In Commissione trasporti della Camera, che ha proceduto all'audizione di Mauro Moretti, amministratore delegato Ferrovie dello Stato, Michele Mario Elia, amministratore delegato RFI, e Vincenzo Soprano, amministratore delegato Trenitalia, Roberto Nicco non ha usato mezzi termini: “In questi giorni ci si chiede nella mia Regione, la Valle d'Aosta, che qui rappresento, se le Ferrovie dello Stato ritengano che la Regione Valle d'Aosta faccia ancora parte dello Stato italiano. Dalla situazione della rete ferroviaria si direbbe che sia stata cancellata dalle cartine. Utenti ed amministratori hanno concordemente definito la situazione come “disastrosa”.

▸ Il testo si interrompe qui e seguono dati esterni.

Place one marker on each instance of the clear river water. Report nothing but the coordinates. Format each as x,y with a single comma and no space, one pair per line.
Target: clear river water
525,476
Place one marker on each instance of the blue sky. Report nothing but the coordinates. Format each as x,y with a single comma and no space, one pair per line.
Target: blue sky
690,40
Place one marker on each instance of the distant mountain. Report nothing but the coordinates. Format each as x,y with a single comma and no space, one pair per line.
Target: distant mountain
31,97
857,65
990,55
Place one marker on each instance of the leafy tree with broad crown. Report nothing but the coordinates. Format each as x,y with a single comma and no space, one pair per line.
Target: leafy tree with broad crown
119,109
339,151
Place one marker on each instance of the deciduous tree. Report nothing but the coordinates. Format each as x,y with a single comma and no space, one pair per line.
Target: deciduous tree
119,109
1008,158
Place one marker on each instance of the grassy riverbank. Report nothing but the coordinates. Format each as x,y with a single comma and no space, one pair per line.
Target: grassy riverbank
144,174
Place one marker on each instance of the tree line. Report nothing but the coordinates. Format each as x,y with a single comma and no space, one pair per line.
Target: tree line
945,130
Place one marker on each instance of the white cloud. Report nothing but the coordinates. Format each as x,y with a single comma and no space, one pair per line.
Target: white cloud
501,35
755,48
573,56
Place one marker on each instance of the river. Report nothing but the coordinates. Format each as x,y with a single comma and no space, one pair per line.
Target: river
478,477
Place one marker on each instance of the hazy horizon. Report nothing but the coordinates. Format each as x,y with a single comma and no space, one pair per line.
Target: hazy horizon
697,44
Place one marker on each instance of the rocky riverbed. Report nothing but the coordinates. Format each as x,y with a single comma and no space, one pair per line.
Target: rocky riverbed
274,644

Il quadro disegnato dal valdostano è quello che tutti hanno ben presente: quotidiane proteste degli utenti perdeprecabili condizioni igieniche delle carrozze; sovraffollamento in determinate tratte ed orari, tipo carro bestiame o acciughe, con utenti anche nello spazio dei macchinisti; motrici rotte e servizio interrotto; treni che si fermano in galleria e vi rimangono prolungatamente, con immaginabile stato d'animo dei passeggeri; comunicazioni lacunose, inesistenti o impossibili, a partire dal numero della direzione regionale che suona beffardamente a vuoto; servizi sostitutivi con autobus a volte inadeguati altre del tutto assenti. Stato di cose confermato dallo stesso direttore regionale di Trenitalia.
“L'esasperazione degli utenti, lavoratori pendolari e studenti – ha spiegato Nicco ai vertici di Trenitalia – è tale che una loro rappresentanza giovedì scorso 14 gennaio si è recata presso la Procura delle Repubblica di Aosta per presentare un esposto con cui si chiede che si verifichi l'ipotesi di interruzione di pubblico servizio”.
Nicco ha sollecitato la riunione di un tavolo, così come contenuto già in una lettera al sottosegretario ai Trasporti Giachino sin dal luglio scorso, tra le Regioni Valle d'Aosta e Piemonte, il Ministero, RFI e Trenitalia per tracciare una linea di azione condivisa, a breve per le questioni gestionali e a medio-lungo termine per quelle strutturali, che ponga “fine a questa inaccettabile situazione.”
Nicco ha ricordato poi che nel gennaio 2008, in commissione paritetica era stata predisposta e concordata una norma di attuazione in materia di trasporto ferroviario che, trasferendo servizi, competenze e risorse alla Regione avrebbe certo risolto almeno alcune delle criticità. “ Siamo ancora in attesa che la norma sia emanata!” ha evidenziato il deputato valdostano. L'ingegner Moretti si è dichiarato disponibile ad avviare subito uno specifico tavolo di confronto con la Regione Valle d'Aosta.